We soon stopped at an auto parts store in Greenville, Miss. Five minutes and $30 later, we were on our way with a new fan clutch ready to be installed.
Just outside of Itta Bena, Miss., our car had what could have been a trip-ending breakdown. The driver's side rear wheel worked its way loose, and by the time we pulled over, three lug studs had sheared off and a third was bent, leaving the wheel attached with just one lug nut.
Had we traveled an additional few feet, the wheel would probably have come off. Our situation seemed pretty hopeless until Mr. Hall, the event organizer, appeared with some spare lug nuts. After scavenging one lug stud and lug nut from the opposite side of our car, we had enough parts to continue to Tupelo, our first overnight stop.
A morning car show in the parking lot of the Tupelo Automobile Museum gave us time to find some parts and fix the car. We were soon on the road, but about two and a half hours later we stopped just outside of Birmingham, Ala., so we could enter the city in a group. While we were waiting for the stragglers, many of the truckers who had been running with us for the last hour gave us a blast of their horns while some passing motorists flashed thumbs up. By now, our group included about 50 cars, the overwhelming majority of them Trans Ams.
Steve Clark, a club D.J., had traveled to the event from Sheffield, England. Mr. Clark, who said he was on his fourth car-related trip to the United States, owns a 1978 Trans Am, but he did not bring it along; he was a passenger in a friend's 1969 Dodge Charger. Mr. Clark is planning to rent a car and end up in Nashville for the Dukesfest, an event related to ''The Dukes of Hazzard'' television show.
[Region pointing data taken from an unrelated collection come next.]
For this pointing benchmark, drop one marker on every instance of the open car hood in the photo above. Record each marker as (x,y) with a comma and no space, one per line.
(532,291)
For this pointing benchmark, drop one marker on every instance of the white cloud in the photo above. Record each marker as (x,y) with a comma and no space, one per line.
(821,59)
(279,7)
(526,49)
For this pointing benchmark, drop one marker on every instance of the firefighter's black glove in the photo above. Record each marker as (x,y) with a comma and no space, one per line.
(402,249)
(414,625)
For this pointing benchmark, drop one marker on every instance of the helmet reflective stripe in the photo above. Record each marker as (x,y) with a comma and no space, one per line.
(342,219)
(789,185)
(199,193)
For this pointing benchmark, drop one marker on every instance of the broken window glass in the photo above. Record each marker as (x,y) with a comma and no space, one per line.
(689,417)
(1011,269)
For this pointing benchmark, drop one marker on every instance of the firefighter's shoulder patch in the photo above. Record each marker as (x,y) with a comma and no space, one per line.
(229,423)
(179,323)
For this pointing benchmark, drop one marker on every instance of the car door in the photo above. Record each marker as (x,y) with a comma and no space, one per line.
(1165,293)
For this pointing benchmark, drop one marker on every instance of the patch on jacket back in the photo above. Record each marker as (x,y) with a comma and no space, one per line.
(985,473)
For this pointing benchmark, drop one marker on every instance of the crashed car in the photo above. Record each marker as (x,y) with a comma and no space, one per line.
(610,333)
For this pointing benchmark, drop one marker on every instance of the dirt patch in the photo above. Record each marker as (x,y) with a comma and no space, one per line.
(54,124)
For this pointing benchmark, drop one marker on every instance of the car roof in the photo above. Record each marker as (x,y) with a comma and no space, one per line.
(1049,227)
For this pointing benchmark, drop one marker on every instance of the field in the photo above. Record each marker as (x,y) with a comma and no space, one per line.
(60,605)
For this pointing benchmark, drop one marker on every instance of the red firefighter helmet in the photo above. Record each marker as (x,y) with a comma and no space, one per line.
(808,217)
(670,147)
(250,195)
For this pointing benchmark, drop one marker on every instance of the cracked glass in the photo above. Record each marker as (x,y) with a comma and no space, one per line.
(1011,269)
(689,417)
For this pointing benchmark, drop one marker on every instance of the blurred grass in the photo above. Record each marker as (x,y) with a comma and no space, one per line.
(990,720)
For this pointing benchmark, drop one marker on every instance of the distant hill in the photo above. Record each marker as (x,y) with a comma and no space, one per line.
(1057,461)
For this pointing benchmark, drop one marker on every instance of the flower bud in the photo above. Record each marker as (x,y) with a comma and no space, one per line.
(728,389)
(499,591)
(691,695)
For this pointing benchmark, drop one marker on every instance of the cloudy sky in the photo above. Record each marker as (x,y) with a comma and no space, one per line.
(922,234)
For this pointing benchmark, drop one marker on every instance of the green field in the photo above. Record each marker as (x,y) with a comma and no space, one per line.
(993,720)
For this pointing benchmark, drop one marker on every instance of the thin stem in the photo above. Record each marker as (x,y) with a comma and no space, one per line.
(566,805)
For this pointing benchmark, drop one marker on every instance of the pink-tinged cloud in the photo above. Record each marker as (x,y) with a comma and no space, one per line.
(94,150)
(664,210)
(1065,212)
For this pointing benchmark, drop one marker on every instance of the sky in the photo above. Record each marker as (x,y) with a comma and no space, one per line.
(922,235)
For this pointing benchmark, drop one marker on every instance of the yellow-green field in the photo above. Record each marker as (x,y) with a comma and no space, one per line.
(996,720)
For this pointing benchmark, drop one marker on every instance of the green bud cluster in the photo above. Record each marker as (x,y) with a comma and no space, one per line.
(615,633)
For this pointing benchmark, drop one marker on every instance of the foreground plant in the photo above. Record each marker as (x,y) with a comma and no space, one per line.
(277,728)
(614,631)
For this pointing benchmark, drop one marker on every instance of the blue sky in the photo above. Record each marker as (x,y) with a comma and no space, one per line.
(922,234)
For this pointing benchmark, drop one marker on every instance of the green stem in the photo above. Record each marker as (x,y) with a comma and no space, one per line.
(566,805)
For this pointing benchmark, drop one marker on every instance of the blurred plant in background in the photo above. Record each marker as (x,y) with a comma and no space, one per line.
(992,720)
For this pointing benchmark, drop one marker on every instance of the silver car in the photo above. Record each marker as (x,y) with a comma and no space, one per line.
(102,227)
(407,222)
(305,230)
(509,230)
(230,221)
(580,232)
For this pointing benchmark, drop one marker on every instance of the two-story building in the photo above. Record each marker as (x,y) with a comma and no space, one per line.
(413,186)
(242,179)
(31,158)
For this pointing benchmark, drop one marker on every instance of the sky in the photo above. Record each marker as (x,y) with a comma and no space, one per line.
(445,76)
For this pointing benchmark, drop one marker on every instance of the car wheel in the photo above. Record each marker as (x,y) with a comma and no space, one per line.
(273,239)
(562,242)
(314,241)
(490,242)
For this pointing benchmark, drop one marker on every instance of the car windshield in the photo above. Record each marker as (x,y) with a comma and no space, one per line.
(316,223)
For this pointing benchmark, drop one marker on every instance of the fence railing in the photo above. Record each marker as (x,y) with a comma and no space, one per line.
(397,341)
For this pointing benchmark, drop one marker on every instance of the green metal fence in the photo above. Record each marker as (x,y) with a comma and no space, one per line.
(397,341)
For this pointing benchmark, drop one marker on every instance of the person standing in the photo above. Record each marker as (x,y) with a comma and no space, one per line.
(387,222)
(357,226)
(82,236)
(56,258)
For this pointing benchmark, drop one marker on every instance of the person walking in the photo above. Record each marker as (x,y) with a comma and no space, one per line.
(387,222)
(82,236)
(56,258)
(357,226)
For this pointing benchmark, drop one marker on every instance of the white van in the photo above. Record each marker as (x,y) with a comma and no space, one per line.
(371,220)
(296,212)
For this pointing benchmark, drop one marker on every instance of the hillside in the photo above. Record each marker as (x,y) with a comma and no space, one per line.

A lunch stop on the third day at the Talladega Superspeedway, the Nascar track, brought the group together for one last time before reaching Atlanta, about a two-hour drive east. Most of the participants were staying in Atlanta to participate in the Year One Experience, an open house run by Year One, one of the largest suppliers of restoration parts for muscle cars like Trans Ams.
Year One is offering a series of cars that are built using original Trans Ams as their starting point. A fully updated version with supercar performance, the Burt Reynolds Edition BAN II and BAN III, which was shown to the Bandit Run group, still retains much of the exterior look of the original cars. Engines are available up to a 650-horsepower 8.8-liter aluminum block. Fully restored and heavily modified, prices for the BAN II start at $129,900.
On the trip home, I wondered if the owner of a BAN II would have 12 times the fun that I had in my admittedly slower $10,000 original that was so prone to breakdowns.
Somehow, I don't think that is possible.